Reprogramming pretrained language models for protein sequence representation learning†
Abstract
Machine learning-guided solutions for protein learning tasks have made significant headway in recent years. However, success in scientific discovery tasks is limited by the accessibility of well-defined and labeled in-domain data. To tackle the low-data constraint, recent adaptions of deep learning models pretrained on millions of protein sequences have shown promise; however, the construction of such domain-specific large-scale models is computationally expensive.
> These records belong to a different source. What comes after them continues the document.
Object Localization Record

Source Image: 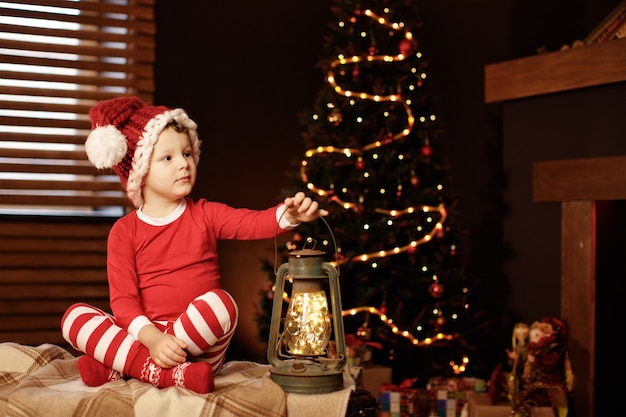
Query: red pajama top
[107,198,285,337]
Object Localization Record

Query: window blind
[0,0,155,215]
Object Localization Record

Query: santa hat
[85,97,201,207]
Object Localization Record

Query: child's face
[141,128,196,204]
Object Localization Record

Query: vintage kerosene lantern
[267,249,346,394]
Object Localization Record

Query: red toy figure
[513,317,574,417]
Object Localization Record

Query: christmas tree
[257,0,477,382]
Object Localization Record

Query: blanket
[0,342,355,417]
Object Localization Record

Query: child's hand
[138,325,187,369]
[285,191,328,224]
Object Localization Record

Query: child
[61,97,328,393]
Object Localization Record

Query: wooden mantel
[485,38,626,416]
[533,156,626,415]
[485,38,626,103]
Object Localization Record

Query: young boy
[61,97,328,393]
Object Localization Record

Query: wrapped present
[426,377,486,417]
[378,379,419,417]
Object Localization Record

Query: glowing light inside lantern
[284,291,331,356]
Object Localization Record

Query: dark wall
[155,0,618,360]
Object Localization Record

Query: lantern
[267,249,346,394]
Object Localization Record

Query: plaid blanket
[0,342,354,417]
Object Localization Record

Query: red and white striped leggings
[61,289,239,375]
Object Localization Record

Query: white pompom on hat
[85,97,202,207]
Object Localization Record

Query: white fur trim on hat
[85,125,128,169]
[126,109,201,207]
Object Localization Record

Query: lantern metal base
[270,361,343,394]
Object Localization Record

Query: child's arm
[285,191,328,224]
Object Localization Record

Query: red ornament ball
[428,282,443,298]
[356,326,372,341]
[398,39,417,55]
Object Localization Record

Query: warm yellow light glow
[284,291,331,356]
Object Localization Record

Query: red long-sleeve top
[107,198,293,337]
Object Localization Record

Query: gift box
[426,377,486,417]
[378,388,419,417]
[361,365,391,398]
[468,393,555,417]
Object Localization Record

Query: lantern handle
[274,210,339,278]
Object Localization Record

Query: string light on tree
[254,0,482,377]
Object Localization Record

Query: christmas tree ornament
[428,282,443,298]
[421,143,433,158]
[328,108,343,127]
[398,38,417,55]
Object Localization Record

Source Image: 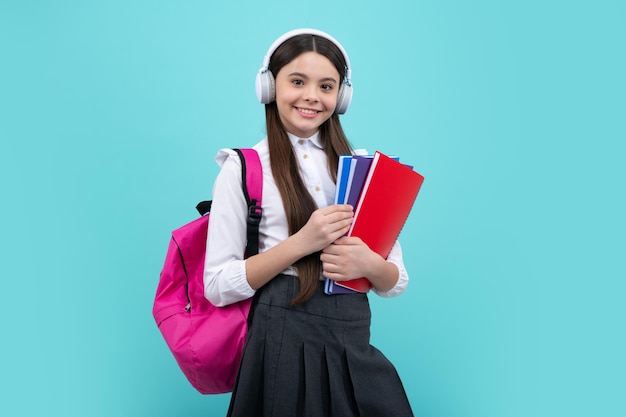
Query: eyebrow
[289,72,337,83]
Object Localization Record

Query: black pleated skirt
[228,275,413,417]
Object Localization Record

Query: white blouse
[204,134,409,306]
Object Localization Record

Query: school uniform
[204,134,413,417]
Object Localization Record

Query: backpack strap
[235,149,263,258]
[196,149,263,258]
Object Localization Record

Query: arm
[321,237,408,297]
[246,204,352,289]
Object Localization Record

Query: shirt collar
[287,131,324,149]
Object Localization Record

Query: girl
[204,29,413,417]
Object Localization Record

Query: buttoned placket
[296,139,328,207]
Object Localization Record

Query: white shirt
[204,133,409,306]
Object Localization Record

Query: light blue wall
[0,0,626,417]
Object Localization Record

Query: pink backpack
[152,149,263,394]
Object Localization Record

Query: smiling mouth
[296,107,319,115]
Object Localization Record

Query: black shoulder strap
[234,149,263,258]
[196,149,263,258]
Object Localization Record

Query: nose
[303,83,318,102]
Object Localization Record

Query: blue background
[0,0,626,417]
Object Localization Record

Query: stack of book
[324,151,424,294]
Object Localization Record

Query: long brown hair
[265,34,352,304]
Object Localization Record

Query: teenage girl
[204,29,413,417]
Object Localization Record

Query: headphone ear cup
[255,70,276,104]
[335,84,352,114]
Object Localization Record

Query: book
[344,155,400,208]
[335,155,352,204]
[335,151,424,292]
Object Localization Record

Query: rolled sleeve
[372,241,409,298]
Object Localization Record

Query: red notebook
[335,151,424,292]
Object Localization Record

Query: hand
[294,204,353,253]
[320,236,384,281]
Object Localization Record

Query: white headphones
[256,29,352,114]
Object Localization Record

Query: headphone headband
[259,28,352,85]
[256,28,352,114]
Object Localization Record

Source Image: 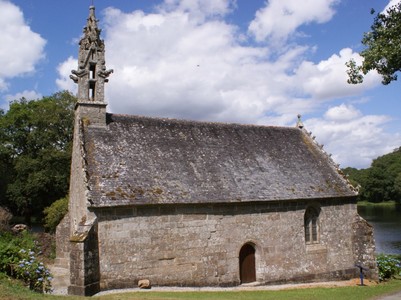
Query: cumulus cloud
[56,56,78,94]
[295,48,381,100]
[155,0,235,21]
[248,0,338,43]
[100,9,306,122]
[5,90,42,101]
[0,0,46,90]
[382,0,400,14]
[305,103,401,168]
[57,0,398,166]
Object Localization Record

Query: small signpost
[355,264,368,286]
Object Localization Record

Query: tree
[365,147,401,203]
[342,167,369,201]
[346,2,401,85]
[0,92,76,222]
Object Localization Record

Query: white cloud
[0,90,42,111]
[295,48,381,100]
[5,90,42,101]
[0,0,46,90]
[57,1,399,167]
[100,9,306,122]
[304,104,401,168]
[159,0,235,21]
[56,56,78,94]
[382,0,400,14]
[248,0,338,44]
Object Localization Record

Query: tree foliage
[43,196,68,233]
[0,92,76,221]
[343,147,401,203]
[347,2,401,85]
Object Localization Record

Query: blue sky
[0,0,401,168]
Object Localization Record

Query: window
[304,207,319,244]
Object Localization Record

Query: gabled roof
[82,114,356,207]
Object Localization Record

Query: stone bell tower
[62,6,113,296]
[70,6,113,126]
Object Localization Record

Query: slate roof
[82,114,356,207]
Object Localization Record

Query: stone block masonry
[95,199,370,290]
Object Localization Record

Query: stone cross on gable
[70,5,113,103]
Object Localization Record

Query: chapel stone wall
[96,199,368,289]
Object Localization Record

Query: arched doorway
[239,244,256,283]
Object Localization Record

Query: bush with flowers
[376,254,401,280]
[0,232,52,293]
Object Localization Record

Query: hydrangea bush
[14,249,53,293]
[0,232,52,293]
[376,254,401,280]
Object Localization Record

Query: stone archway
[239,244,256,283]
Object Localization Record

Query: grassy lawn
[0,276,401,300]
[357,201,396,207]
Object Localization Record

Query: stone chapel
[57,6,377,295]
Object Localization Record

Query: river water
[358,206,401,254]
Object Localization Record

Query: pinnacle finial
[296,114,304,129]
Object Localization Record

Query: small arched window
[304,207,319,244]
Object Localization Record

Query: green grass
[357,201,397,208]
[0,275,401,300]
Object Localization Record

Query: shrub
[376,254,401,280]
[0,232,52,292]
[43,196,68,233]
[13,249,53,293]
[0,207,13,231]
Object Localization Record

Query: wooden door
[239,244,256,283]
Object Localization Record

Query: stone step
[48,265,70,295]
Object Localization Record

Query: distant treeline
[343,147,401,204]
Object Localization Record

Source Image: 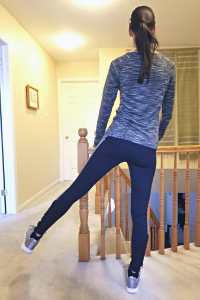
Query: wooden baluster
[152,219,155,250]
[114,167,116,227]
[145,199,151,256]
[108,171,112,227]
[119,176,124,234]
[184,152,190,250]
[125,181,129,241]
[95,180,101,214]
[155,226,158,250]
[115,165,121,259]
[130,217,133,254]
[194,152,200,247]
[159,152,165,254]
[104,174,108,194]
[100,176,105,259]
[171,152,178,252]
[77,128,90,261]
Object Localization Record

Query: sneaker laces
[123,264,143,272]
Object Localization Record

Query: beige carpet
[0,182,200,300]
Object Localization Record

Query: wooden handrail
[78,128,200,261]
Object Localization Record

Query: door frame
[0,33,18,214]
[58,77,99,181]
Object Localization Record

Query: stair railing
[78,128,200,261]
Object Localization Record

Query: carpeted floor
[0,185,200,300]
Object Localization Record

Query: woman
[21,6,176,293]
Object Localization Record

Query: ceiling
[0,0,200,61]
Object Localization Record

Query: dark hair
[129,5,159,84]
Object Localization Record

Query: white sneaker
[124,265,143,294]
[21,225,40,254]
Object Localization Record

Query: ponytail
[129,6,159,84]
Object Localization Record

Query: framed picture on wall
[26,85,39,109]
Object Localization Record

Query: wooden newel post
[158,153,165,254]
[115,165,121,259]
[77,128,90,261]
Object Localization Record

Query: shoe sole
[21,232,33,254]
[126,271,142,294]
[126,286,139,294]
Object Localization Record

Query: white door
[61,81,99,180]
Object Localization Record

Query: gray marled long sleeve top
[94,51,176,149]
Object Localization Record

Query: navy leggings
[35,136,156,272]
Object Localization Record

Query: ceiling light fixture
[54,33,82,49]
[76,0,110,6]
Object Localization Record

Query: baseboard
[18,178,60,212]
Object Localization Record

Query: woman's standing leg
[127,144,156,272]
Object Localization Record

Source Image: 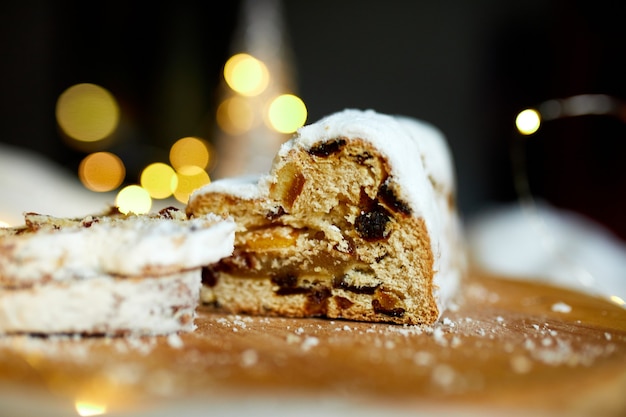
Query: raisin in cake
[187,110,464,324]
[0,208,235,335]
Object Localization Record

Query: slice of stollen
[187,110,465,324]
[0,208,235,335]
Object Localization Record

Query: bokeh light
[268,94,307,133]
[78,152,126,192]
[74,400,107,417]
[224,54,270,97]
[515,109,541,135]
[216,97,255,135]
[115,185,152,214]
[170,137,210,169]
[140,162,178,199]
[174,165,211,204]
[56,83,120,142]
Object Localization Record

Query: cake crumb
[301,336,320,351]
[511,355,533,374]
[241,349,259,368]
[167,333,183,349]
[432,364,456,388]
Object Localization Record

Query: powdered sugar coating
[190,109,465,313]
[0,268,201,335]
[278,109,464,312]
[0,214,235,286]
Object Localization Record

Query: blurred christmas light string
[511,94,626,307]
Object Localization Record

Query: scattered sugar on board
[551,302,572,313]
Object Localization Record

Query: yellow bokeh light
[224,54,270,97]
[268,94,307,133]
[170,137,210,169]
[515,109,541,135]
[174,165,211,204]
[56,83,119,142]
[140,162,178,199]
[217,97,254,135]
[74,400,107,417]
[115,185,152,214]
[78,152,126,192]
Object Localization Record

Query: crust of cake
[187,132,447,324]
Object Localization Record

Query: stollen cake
[0,208,235,335]
[186,109,465,324]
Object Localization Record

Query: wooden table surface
[0,273,626,416]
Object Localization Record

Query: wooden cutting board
[0,272,626,416]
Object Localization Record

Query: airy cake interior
[187,137,439,324]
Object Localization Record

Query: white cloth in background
[466,203,626,300]
[0,144,115,226]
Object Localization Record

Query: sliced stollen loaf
[186,110,465,324]
[0,208,235,335]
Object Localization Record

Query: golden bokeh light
[224,54,270,97]
[78,152,126,192]
[268,94,307,133]
[115,185,152,214]
[515,109,541,135]
[174,165,211,204]
[74,400,107,417]
[140,162,178,199]
[56,83,120,142]
[216,97,255,135]
[170,137,210,169]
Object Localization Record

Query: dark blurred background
[0,0,626,237]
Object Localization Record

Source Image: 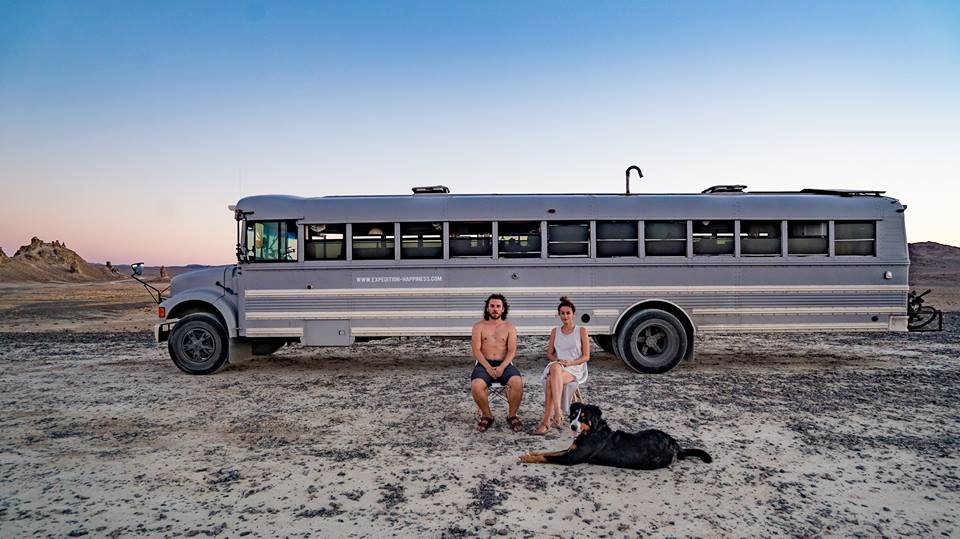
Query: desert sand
[0,281,960,537]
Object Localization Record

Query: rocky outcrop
[0,237,122,282]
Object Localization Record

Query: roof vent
[413,185,450,195]
[800,189,886,197]
[700,185,747,195]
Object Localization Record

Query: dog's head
[570,402,607,436]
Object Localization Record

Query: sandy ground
[0,283,960,537]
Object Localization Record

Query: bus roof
[231,189,906,223]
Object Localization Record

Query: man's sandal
[477,416,493,432]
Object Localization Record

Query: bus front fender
[154,290,238,342]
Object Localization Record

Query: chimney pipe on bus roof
[624,165,643,195]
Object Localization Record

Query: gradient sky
[0,0,960,265]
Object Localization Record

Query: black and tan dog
[520,403,713,470]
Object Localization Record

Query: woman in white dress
[533,296,590,435]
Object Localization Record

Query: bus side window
[833,221,877,256]
[597,221,639,258]
[547,222,590,257]
[740,221,780,256]
[303,224,347,260]
[450,222,493,258]
[400,223,443,259]
[351,223,394,260]
[693,221,734,256]
[787,221,829,255]
[643,221,687,256]
[246,221,297,262]
[498,221,540,258]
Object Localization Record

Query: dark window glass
[497,221,540,258]
[351,223,394,260]
[597,221,639,258]
[303,224,347,260]
[246,221,297,262]
[547,222,590,257]
[787,221,828,255]
[450,223,493,258]
[740,221,780,256]
[643,221,687,256]
[693,220,734,256]
[400,223,443,259]
[833,221,877,256]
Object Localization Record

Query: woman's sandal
[477,416,493,432]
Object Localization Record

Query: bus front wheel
[167,313,229,374]
[613,309,687,374]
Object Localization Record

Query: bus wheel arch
[167,312,230,374]
[167,299,230,335]
[611,299,696,373]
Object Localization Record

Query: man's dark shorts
[470,359,520,387]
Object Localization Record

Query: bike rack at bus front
[907,290,943,331]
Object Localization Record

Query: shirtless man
[470,294,523,432]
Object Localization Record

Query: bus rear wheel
[613,309,687,374]
[593,335,617,356]
[167,313,229,374]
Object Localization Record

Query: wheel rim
[630,320,680,367]
[181,328,217,365]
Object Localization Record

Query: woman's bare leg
[550,363,574,421]
[540,374,555,425]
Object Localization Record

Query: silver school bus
[156,186,909,374]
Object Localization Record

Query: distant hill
[0,237,123,282]
[908,241,960,286]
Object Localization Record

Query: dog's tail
[677,449,713,464]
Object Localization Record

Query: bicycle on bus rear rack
[907,290,943,331]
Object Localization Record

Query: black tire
[167,313,230,374]
[593,335,617,356]
[613,309,688,374]
[250,339,287,356]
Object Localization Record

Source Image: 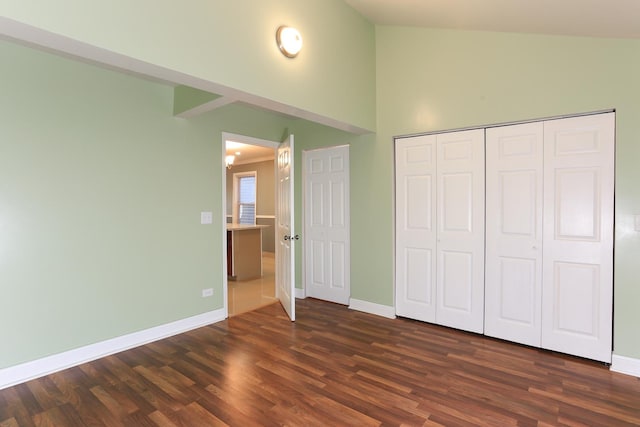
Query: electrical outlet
[200,212,213,224]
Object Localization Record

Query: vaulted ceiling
[345,0,640,39]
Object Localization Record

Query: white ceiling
[345,0,640,39]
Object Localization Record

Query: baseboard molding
[349,298,396,319]
[609,354,640,378]
[0,309,225,390]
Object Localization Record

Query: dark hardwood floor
[0,299,640,427]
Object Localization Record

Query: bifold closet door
[485,122,543,347]
[542,113,615,363]
[395,135,437,322]
[436,129,485,333]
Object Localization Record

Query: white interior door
[542,113,615,363]
[303,145,351,304]
[395,135,437,323]
[436,129,485,333]
[276,135,298,321]
[485,122,543,347]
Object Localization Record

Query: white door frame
[220,132,280,318]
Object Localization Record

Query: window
[233,171,257,224]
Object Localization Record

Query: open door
[276,135,299,321]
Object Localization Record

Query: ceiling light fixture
[276,25,302,58]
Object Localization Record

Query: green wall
[0,0,375,130]
[376,26,640,358]
[0,42,298,369]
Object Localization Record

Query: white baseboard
[0,309,225,390]
[609,354,640,377]
[349,298,396,319]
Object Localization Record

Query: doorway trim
[220,132,280,319]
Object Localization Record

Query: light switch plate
[200,212,213,224]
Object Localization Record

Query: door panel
[276,135,296,321]
[303,146,351,304]
[485,122,543,347]
[436,129,485,332]
[395,135,436,322]
[542,113,615,363]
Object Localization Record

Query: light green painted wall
[0,0,375,130]
[0,41,290,369]
[376,26,640,358]
[173,86,220,116]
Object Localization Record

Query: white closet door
[485,122,543,347]
[436,129,485,333]
[542,113,615,362]
[396,135,436,322]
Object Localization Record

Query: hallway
[228,252,277,317]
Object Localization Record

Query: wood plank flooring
[0,299,640,427]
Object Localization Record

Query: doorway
[223,133,279,316]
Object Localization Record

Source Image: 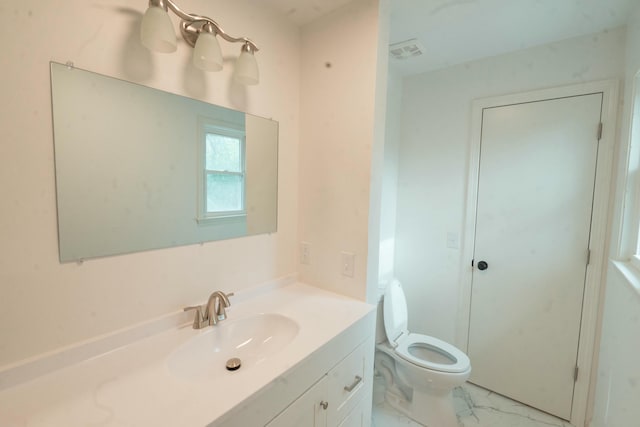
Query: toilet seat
[394,333,471,373]
[383,279,471,373]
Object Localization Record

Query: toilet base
[384,389,458,427]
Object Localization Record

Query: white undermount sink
[167,313,299,381]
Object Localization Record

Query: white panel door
[468,93,602,420]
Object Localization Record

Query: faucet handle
[183,305,208,329]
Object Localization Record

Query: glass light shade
[193,31,222,71]
[140,6,178,53]
[234,50,260,85]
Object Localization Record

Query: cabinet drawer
[328,342,372,425]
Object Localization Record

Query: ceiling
[260,0,356,26]
[263,0,638,75]
[390,0,638,75]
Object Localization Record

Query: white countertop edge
[0,274,297,391]
[0,281,375,427]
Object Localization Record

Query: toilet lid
[395,334,471,373]
[382,279,408,347]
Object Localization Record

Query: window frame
[617,70,640,274]
[196,117,247,225]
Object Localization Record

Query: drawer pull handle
[344,375,362,393]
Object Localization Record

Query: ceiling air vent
[389,39,424,59]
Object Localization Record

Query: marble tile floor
[372,378,571,427]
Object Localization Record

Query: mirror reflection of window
[204,129,245,217]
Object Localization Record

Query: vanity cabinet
[266,340,373,427]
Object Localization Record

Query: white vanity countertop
[0,283,374,427]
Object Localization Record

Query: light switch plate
[342,252,356,277]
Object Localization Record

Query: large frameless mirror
[51,63,278,262]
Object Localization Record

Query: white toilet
[375,279,471,427]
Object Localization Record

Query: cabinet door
[266,375,328,427]
[338,399,364,427]
[327,340,373,426]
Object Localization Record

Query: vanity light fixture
[140,0,260,85]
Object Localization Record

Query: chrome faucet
[184,291,233,329]
[206,291,233,325]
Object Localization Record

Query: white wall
[395,29,625,347]
[378,73,402,289]
[590,6,640,427]
[0,0,302,366]
[299,0,386,299]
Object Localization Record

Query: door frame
[457,80,619,426]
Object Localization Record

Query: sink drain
[227,357,242,371]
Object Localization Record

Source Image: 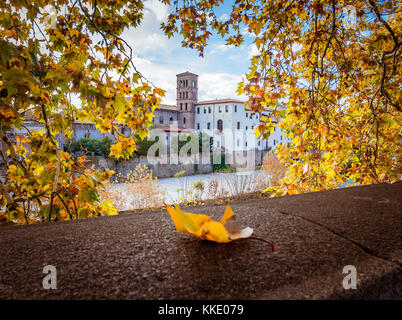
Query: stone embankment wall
[89,150,267,178]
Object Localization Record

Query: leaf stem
[243,237,276,252]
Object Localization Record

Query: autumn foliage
[162,0,402,194]
[0,0,164,224]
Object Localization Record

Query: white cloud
[134,58,246,105]
[218,13,229,22]
[248,43,259,59]
[144,0,169,22]
[198,73,245,100]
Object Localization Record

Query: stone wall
[95,156,212,178]
[88,150,266,178]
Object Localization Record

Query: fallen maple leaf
[165,203,276,251]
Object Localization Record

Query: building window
[217,119,223,132]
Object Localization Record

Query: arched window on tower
[217,119,223,132]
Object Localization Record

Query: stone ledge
[0,183,402,299]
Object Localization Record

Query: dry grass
[261,152,287,187]
[99,164,167,211]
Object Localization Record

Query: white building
[194,99,289,152]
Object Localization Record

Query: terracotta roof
[176,71,198,77]
[162,126,193,132]
[196,98,244,105]
[159,104,177,111]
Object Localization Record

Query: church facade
[154,72,289,152]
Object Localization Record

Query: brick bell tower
[176,71,198,129]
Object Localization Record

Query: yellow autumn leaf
[165,204,253,243]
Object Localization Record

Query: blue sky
[123,0,255,104]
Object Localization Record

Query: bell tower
[176,71,198,129]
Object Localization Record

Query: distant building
[5,71,289,155]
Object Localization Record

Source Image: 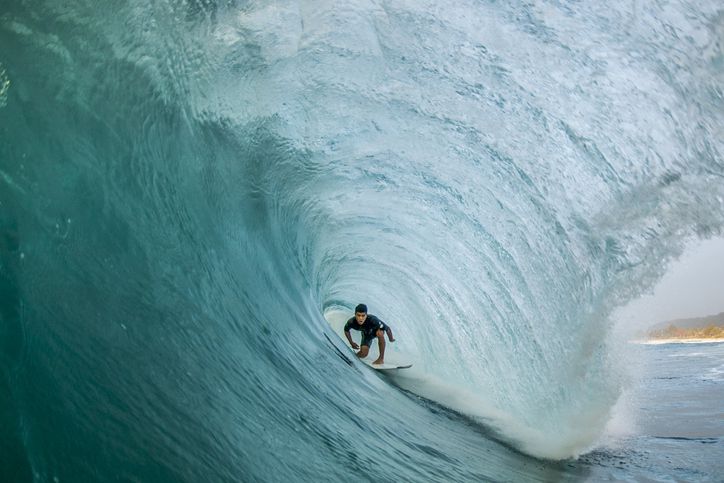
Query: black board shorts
[360,328,385,347]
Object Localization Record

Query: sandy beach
[631,338,724,345]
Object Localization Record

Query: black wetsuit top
[344,314,388,346]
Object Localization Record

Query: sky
[613,238,724,329]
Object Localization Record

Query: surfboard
[365,362,412,371]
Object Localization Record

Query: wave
[0,1,724,479]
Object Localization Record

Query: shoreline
[631,337,724,345]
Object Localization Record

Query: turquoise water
[0,0,724,481]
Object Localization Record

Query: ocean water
[0,0,724,481]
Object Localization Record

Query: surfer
[344,304,395,364]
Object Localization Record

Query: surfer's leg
[372,329,385,364]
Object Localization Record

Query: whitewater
[0,0,724,481]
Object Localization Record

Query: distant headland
[646,312,724,344]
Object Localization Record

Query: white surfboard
[324,310,412,371]
[366,363,412,371]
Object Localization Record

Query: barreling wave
[0,1,724,480]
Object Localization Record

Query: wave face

Herein, we propose representation reprogramming via dictionary learning (R2DL), an end-to-end representation learning framework in which we reprogram deep models for alternate-domain tasks that can perform well on protein property prediction with significantly fewer training samples. R2DL reprograms a pretrained English language model to learn the embeddings of protein sequences, by learning a sparse linear mapping between English and protein sequence vocabulary embeddings. Our model can attain better accuracy and significantly improve the data efficiency by up to 104 times over the baselines set by pretrained and standard supervised methods. To this end, we reprogram several recent state-of-the-art pretrained English language classification models (BERT, TinyBERT, T5, and roBERTa) and benchmark on a set of protein physicochemical prediction tasks (secondary structure, stability, homology, and solubility) as well as on a biomedically relevant set of protein function prediction tasks (antimicrobial, toxicity, antibody affinity, and protein–protein interaction).